Het vorenstaande brengt de rechtbank tot de conclusie dat het beroep gegrond moet worden verklaard en het bestreden besluit wegens schending van de artikelen 3:2 en 7:12, eerste lid, van de Awb moet worden vernietigd. Verweerder zal met inachtneming van hetgeen in deze uitspraak is overwogen een nieuw besluit op bezwaar moeten nemen.
Nu niet is gebleken van kosten die daarvoor in aanmerking komen, bestaat geen aanleiding voor een proceskostenveroordeling.
Beslissing
De rechtbank 's-Gravenhage,
verklaart het beroep gegrond;
vernietigt het bestreden besluit;
draagt verweerder op een nieuw besluit te nemen met inachtneming van hetgeen in deze uitspraak is overwogen;
bepaalt dat de gemeente Alphen aan den Rijn aan eisers het door hen betaalde griffierecht, te weten € 39,-, vergoedt.
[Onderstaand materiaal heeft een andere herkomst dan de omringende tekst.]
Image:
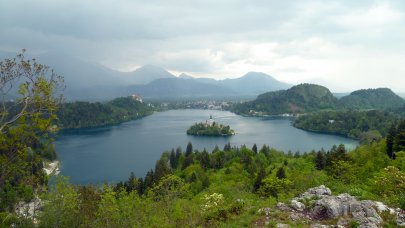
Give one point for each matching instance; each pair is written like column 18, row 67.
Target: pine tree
column 189, row 149
column 149, row 180
column 390, row 141
column 254, row 148
column 161, row 169
column 227, row 147
column 281, row 173
column 173, row 160
column 399, row 140
column 259, row 179
column 320, row 160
Aldus gegeven door mr. I.A.M. Kroft, mr. J. Ghrib en mr. M.M. Smorenburg, en in het openbaar uitgesproken op 18 december 2008, in tegenwoordigheid van de griffier mr. A. Koppe.
Rechtsmiddel
Tegen deze uitspraak kan binnen zes weken na verzending daarvan hoger beroep worden ingesteld bij de Centrale Raad van Beroep.